A chip-containing product 1016 is manufactured comprising the system 1006 (including the board 1002, the one or more chips 1000 and the at least one system component 1004) and one or more product components 1012. The product components 1012 comprise one or more further components which are not part of the system 1006. As a non-exhaustive list of examples, the one or more product components 1012 could include a user input/output device such as a keypad, touch screen, microphone, loudspeaker, display screen, haptic device, etc.; a wireless communication transmitter/receiver; a sensor; an actuator for actuating mechanical motion; a thermal control device; a further packaged chip; an interface module; a resistor; a capacitor; an inductor; a transformer; a diode; and/or a transistor. The system 1006 and one or more product components 1012 may be assembled on to a further board 1014.
The board 1002 or the further board 1014 may be provided on or within a device housing or other structural support (e.g. a frame or blade) to provide a product which can be handled by a user and/or is intended for operational use by a person or company.

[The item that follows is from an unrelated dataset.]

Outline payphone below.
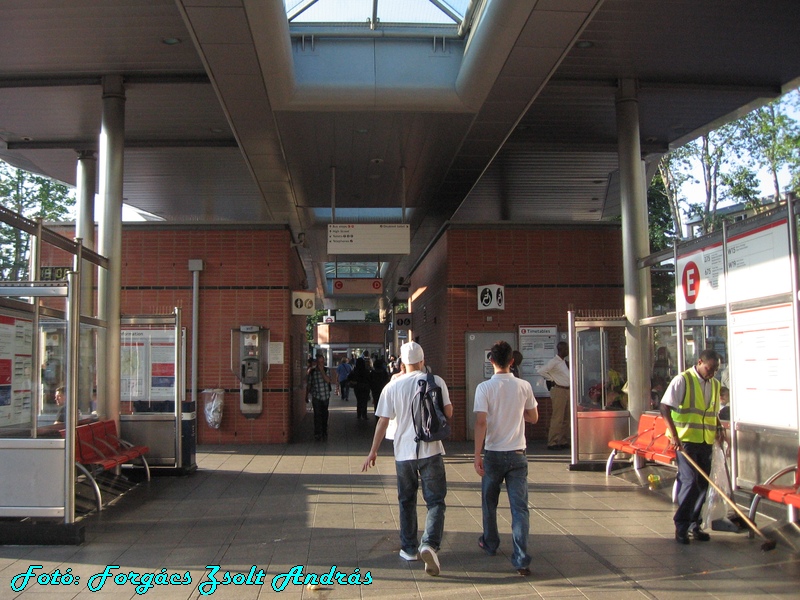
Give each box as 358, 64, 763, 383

The system 1006 or the chip-containing product 1016 may be at least one of: an end-user product, a machine, a medical device, a computing or telecommunications infrastructure product, or an automation control system. For example, as a non-exhaustive list of examples, the chip-containing product could be any of the following: a telecommunications device, a mobile phone, a tablet, a laptop, a computer, a server (e.g. a rack server or blade server), an infrastructure device, networking equipment, a vehicle or other automotive product, industrial machinery, consumer device, smart card, credit card, smart glasses, avionics device, robotics device, camera, television, smart television, DVD players, set top box, wearable device, domestic appliance, smart meter, medical device, heating/lighting control device, sensor, and/or a control system for controlling public infrastructure equipment such as smart motorway or traffic lights.

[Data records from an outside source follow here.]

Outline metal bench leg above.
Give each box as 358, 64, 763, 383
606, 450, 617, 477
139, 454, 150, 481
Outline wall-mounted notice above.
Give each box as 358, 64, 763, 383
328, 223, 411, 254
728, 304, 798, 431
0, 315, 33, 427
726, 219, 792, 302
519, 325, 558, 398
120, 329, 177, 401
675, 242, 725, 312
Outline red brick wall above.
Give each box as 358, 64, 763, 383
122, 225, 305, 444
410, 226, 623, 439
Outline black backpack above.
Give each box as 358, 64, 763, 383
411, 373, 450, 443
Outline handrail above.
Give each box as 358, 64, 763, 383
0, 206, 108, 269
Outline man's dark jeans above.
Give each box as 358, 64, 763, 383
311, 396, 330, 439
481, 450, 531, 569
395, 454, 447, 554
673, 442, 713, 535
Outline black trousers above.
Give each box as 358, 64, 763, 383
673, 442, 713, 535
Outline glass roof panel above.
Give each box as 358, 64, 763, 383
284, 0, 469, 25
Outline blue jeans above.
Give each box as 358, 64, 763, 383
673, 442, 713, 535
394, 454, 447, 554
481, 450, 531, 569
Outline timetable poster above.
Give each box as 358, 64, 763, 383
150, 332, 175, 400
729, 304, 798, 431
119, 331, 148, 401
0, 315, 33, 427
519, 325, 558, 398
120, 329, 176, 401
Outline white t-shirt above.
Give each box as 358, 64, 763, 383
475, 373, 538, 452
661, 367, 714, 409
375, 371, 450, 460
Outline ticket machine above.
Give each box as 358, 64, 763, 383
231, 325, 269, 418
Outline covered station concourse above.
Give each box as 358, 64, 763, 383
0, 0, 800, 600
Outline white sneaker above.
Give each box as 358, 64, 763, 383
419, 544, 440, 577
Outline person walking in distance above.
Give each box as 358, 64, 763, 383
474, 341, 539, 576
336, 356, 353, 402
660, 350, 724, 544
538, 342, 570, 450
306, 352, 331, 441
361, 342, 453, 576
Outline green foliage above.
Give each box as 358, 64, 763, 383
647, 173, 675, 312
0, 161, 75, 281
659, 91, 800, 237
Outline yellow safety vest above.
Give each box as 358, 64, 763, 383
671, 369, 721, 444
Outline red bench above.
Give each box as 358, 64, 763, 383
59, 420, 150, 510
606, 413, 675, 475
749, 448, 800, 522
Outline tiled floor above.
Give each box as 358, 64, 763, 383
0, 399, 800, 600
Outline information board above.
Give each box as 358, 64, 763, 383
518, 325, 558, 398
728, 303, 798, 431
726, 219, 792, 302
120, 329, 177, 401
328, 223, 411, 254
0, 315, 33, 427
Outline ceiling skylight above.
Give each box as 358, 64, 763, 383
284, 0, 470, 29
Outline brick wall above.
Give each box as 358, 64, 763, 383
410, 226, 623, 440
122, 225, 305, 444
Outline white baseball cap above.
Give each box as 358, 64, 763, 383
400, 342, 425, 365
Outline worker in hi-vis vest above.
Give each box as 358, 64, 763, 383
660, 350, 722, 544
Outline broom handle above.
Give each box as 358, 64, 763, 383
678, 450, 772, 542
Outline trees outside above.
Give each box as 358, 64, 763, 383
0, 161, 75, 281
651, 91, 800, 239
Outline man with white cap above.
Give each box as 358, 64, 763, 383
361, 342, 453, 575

Some examples are set out in the following clauses:
In the present application, the words “configured to . . . ” are used to mean that an element of an apparatus has a configuration able to carry out the defined operation. In this context, a “configuration” means an arrangement or manner of interconnection of hardware or software. For example, the apparatus may have dedicated hardware which provides the defined operation, or a processor or other processing device may be programmed to perform the function. “Configured to” does not imply that the apparatus element needs to be changed in any way in order to provide the defined operation.

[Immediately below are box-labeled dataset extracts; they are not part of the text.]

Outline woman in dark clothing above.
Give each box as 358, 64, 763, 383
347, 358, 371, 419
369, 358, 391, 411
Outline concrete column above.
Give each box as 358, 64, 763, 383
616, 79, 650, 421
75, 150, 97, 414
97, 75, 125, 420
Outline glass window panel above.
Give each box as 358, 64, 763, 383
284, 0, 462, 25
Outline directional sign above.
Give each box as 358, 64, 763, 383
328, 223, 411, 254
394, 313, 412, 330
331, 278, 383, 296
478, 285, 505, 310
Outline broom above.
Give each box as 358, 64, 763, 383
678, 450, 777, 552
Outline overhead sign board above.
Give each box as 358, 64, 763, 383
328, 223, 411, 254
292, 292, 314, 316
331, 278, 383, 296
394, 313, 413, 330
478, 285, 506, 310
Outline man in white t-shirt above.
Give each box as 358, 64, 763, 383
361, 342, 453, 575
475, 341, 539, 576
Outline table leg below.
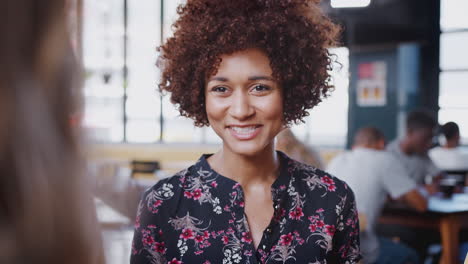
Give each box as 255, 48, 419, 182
440, 215, 460, 264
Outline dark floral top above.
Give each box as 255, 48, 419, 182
130, 152, 360, 264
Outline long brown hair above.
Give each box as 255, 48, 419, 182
0, 0, 103, 264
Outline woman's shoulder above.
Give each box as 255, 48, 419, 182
288, 155, 354, 197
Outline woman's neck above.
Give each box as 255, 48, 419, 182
208, 144, 279, 187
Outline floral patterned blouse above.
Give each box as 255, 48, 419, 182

Although illustrative embodiments of the invention have been described in detail herein with reference to the accompanying drawings, it is to be understood that the invention is not limited to those precise embodiments, and that various changes, additions and modifications can be effected therein by one skilled in the art without departing from the scope and spirit of the invention as defined by the appended claims. For example, various combinations of the features of the dependent claims could be made with the features of the independent claims without departing from the scope of the present invention.